Shares of Rackspace Hosting, (NYSE:RAX) had another difficult week as both Amazon and Google cut pricing of cloud services. Shares ended down 5.3% for the week and 20% for the year as investors sold ahead of the first quarter closing on Monday. Looking ahead, it is difficult to see how Rackspace will not be affected by this new round of cuts.
Cost cutting is accelerating, not slowing
Google, (NASDAQ:GOOGL) fired its most recent shot at Amazon on March 25, when it cut prices massively in an attempt to bring cloud computing pricing in parity with Moore's Law. The price cuts amounted to a drop in on-demand, pay-as-you-go services by 30%-85%.
Amazon.com, (NASDAQ:AMZN) fired back a day later in a blog posting that begins with the sentence: "It is always fun to write about price reductions." Amazon and Google are competing for the reputation of being the low-cost services player and the award that goes to the winner is the hearts and minds of developers. This price cut by Amazon is the 42nd since 2008, and there is no sign of it stopping anytime soon.
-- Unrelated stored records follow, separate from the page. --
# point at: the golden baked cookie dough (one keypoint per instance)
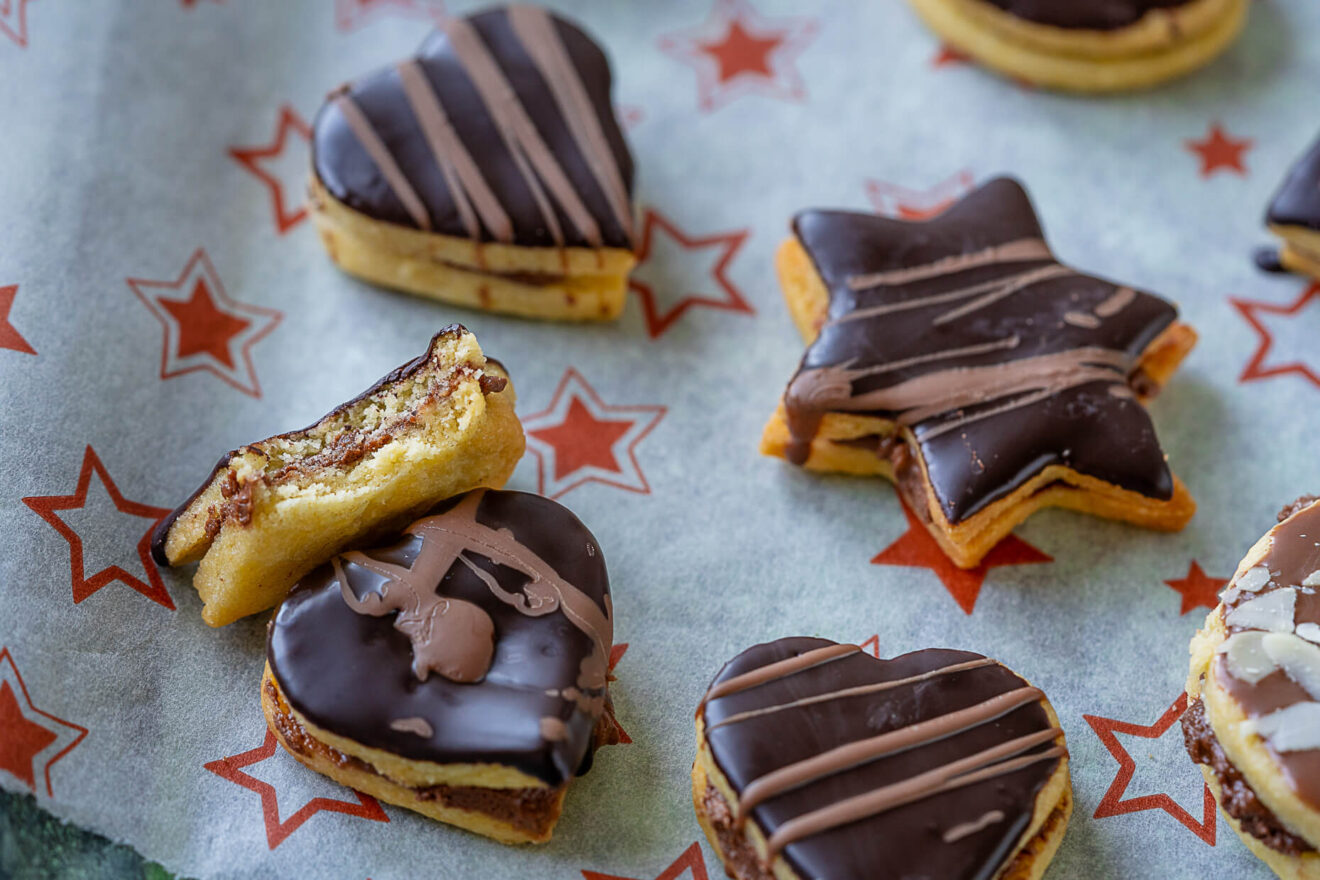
(1164, 44)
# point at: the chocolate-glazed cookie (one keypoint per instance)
(817, 760)
(469, 655)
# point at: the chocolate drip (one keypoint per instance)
(1001, 360)
(526, 565)
(863, 767)
(500, 129)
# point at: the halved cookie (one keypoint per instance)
(1253, 719)
(1088, 45)
(461, 672)
(273, 509)
(816, 760)
(960, 359)
(487, 172)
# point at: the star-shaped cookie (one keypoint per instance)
(960, 359)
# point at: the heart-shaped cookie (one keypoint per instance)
(817, 760)
(460, 672)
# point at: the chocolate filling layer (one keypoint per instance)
(1237, 798)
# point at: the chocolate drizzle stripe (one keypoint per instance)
(1019, 251)
(849, 691)
(869, 750)
(395, 178)
(519, 133)
(471, 194)
(539, 36)
(976, 768)
(780, 669)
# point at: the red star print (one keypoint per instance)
(903, 203)
(1113, 802)
(288, 211)
(1197, 589)
(692, 860)
(11, 338)
(580, 438)
(350, 15)
(658, 257)
(25, 739)
(1295, 337)
(918, 549)
(206, 330)
(48, 508)
(737, 52)
(279, 830)
(1220, 152)
(13, 21)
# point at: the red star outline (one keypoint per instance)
(1113, 802)
(1197, 590)
(1255, 367)
(46, 507)
(13, 21)
(259, 319)
(350, 15)
(276, 830)
(737, 52)
(729, 242)
(9, 335)
(250, 157)
(903, 203)
(1220, 152)
(572, 388)
(692, 859)
(918, 549)
(79, 732)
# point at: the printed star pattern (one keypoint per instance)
(1197, 589)
(689, 866)
(281, 166)
(205, 329)
(103, 511)
(277, 830)
(737, 52)
(903, 203)
(1220, 152)
(9, 337)
(1114, 804)
(918, 549)
(13, 21)
(350, 15)
(1287, 337)
(580, 438)
(665, 250)
(31, 738)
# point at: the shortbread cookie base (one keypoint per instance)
(565, 284)
(966, 542)
(490, 800)
(1163, 45)
(263, 523)
(743, 852)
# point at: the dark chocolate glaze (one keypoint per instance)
(351, 177)
(1085, 428)
(902, 842)
(351, 673)
(161, 532)
(1294, 554)
(1085, 15)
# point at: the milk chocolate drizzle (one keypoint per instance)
(500, 129)
(965, 330)
(834, 783)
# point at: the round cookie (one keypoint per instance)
(1253, 719)
(1088, 45)
(817, 760)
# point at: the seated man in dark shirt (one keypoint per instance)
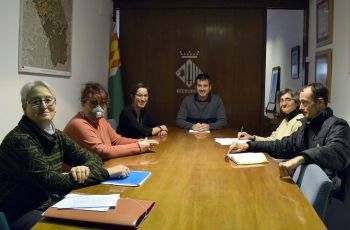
(323, 139)
(203, 110)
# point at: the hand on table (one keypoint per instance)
(287, 167)
(200, 127)
(80, 173)
(245, 136)
(119, 171)
(147, 145)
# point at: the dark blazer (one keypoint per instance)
(130, 127)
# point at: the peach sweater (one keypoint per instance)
(100, 138)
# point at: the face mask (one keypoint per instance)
(98, 112)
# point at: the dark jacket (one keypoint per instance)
(325, 141)
(30, 168)
(130, 127)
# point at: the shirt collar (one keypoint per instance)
(206, 100)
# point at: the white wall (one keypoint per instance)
(284, 31)
(340, 92)
(90, 50)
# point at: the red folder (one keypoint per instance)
(128, 213)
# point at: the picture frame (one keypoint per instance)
(45, 38)
(295, 62)
(274, 88)
(323, 68)
(324, 22)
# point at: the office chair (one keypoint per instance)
(3, 222)
(315, 185)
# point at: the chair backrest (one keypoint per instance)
(3, 222)
(113, 123)
(315, 185)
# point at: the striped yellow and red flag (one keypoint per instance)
(115, 87)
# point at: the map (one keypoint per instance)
(45, 37)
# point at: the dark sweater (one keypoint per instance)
(30, 168)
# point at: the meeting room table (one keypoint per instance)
(193, 187)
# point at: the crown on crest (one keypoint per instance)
(189, 54)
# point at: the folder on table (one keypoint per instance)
(135, 178)
(248, 158)
(128, 213)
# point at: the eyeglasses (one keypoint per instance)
(142, 95)
(286, 100)
(37, 102)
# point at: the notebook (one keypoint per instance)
(248, 158)
(134, 179)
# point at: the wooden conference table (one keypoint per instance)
(194, 188)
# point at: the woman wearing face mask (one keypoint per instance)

Amazon's blog post, goes on to tell customers that these reductions will be applied to their bills without any action on their behalf. You have to love this. When was the last time that your cable bill dropped because Comcast's equipment prices fell?
Amazon and Google are giving their profits back to the customers and they can afford to do this because the businesses are being funded by other operations. That isn't the case for Rackspace and it's now hitting the financials. In 2013, many of the traditional metrics used to gauge successful growth improved. Revenue of $1.1 billion, grew 11%, the number of employees grew 16.5% to 5,651, and the number of servers deployed grew 14.8% to 103,886. Unfortunately, profits reversed direction as income from operations declined to $133 million, down 22.9% from 2012.
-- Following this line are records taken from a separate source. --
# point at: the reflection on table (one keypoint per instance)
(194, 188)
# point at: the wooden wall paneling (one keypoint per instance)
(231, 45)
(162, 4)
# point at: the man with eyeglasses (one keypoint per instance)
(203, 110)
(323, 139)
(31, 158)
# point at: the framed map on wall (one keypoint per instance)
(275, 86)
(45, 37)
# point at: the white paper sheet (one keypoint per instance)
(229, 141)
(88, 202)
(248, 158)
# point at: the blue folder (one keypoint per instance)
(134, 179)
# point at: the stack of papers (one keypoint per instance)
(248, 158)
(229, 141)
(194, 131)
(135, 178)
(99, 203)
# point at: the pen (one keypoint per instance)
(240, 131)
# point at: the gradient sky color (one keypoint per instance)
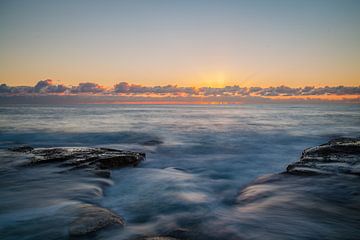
(188, 43)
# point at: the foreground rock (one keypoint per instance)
(92, 218)
(83, 157)
(339, 156)
(320, 194)
(89, 218)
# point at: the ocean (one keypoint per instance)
(198, 159)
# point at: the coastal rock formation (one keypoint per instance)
(83, 157)
(99, 161)
(338, 156)
(320, 191)
(92, 218)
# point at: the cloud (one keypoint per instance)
(47, 86)
(88, 88)
(126, 88)
(228, 93)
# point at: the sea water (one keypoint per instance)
(198, 160)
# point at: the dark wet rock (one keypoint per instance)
(158, 238)
(338, 156)
(83, 157)
(23, 149)
(152, 142)
(91, 218)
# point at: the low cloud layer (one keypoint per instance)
(131, 91)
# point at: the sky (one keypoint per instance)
(189, 43)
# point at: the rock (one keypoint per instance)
(83, 157)
(152, 142)
(23, 149)
(92, 218)
(338, 156)
(158, 238)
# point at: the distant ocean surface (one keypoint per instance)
(199, 157)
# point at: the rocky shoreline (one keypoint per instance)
(99, 161)
(321, 169)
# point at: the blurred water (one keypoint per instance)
(201, 158)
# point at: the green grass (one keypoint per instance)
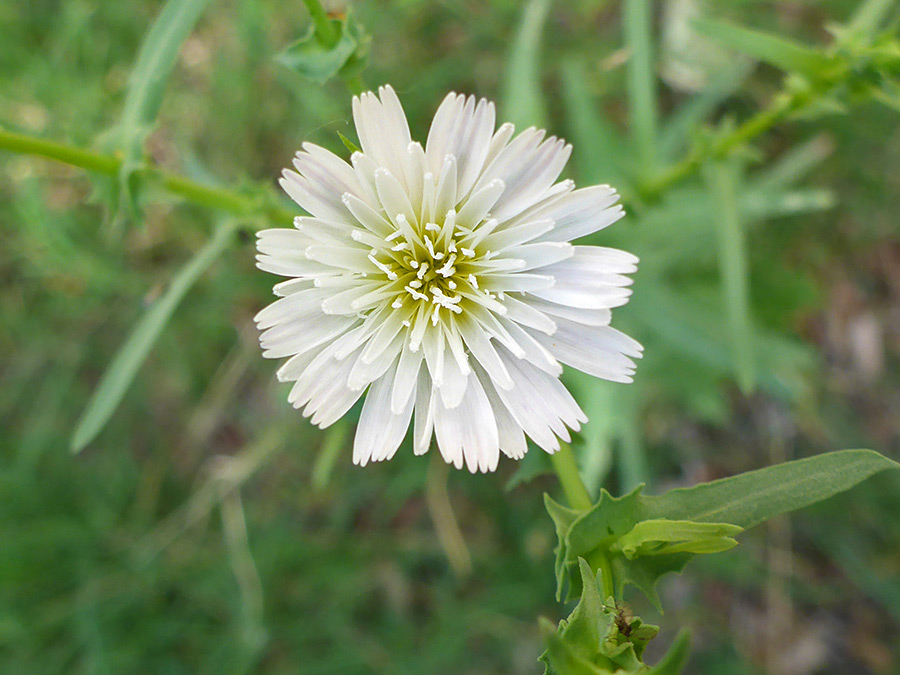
(102, 570)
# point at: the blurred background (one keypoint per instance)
(210, 529)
Financial impact will be greater in 2014 than 2013
Looking ahead, it is difficult to know how much of an impact pricing can have on the financials, which is the most direct correlation to share price. However, the company has value to competitors in a host of different ways. Rackspace has consistently been at the cutting edge of cloud infrastructure development -- e.g., its joint project with NASA, Openstack. It is ranked as the 29th best company to work for by Fortune. By being at the cutting edge with a good corporate culture, the company has amassed a team of highly sought-after engineers, making it an interesting acquisition candidate for the likes of IBM, Amazon or Google.
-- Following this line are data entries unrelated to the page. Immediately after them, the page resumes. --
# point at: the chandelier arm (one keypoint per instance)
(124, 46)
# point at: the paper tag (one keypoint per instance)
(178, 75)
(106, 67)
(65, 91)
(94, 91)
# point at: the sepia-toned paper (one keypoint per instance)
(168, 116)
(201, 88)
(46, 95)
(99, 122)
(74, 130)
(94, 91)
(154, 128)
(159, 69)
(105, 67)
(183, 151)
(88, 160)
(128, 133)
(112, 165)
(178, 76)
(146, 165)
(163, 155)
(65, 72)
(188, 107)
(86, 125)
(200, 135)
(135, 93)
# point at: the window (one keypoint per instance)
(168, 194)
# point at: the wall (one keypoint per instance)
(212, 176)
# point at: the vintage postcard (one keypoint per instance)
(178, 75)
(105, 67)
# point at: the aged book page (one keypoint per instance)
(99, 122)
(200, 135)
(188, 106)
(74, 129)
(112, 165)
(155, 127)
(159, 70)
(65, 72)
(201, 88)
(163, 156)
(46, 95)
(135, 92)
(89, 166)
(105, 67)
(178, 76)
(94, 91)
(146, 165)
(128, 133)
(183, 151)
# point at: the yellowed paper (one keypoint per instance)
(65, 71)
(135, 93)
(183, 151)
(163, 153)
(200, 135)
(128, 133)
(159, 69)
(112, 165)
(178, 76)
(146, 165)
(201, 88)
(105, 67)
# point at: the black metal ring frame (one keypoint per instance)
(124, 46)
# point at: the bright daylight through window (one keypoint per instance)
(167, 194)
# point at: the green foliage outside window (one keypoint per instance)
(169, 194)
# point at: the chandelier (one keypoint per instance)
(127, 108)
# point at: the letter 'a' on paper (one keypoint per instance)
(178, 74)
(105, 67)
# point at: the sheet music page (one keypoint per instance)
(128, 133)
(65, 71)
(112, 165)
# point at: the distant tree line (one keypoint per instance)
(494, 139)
What's a fair price for a great culture and intellectual property?
This leaves the question of price. What price would a competitor be willing to pay for the company? Looking at the issue using traditional metrics is difficult. The shares are trading at a trailing price-to-earnings ratio of 51, but the real forward P/E could be much greater. It's likely that a new CEO will fill the open slot left by its now-retired chief executive and slash costs, but it better happen quickly before the talent goes elsewhere.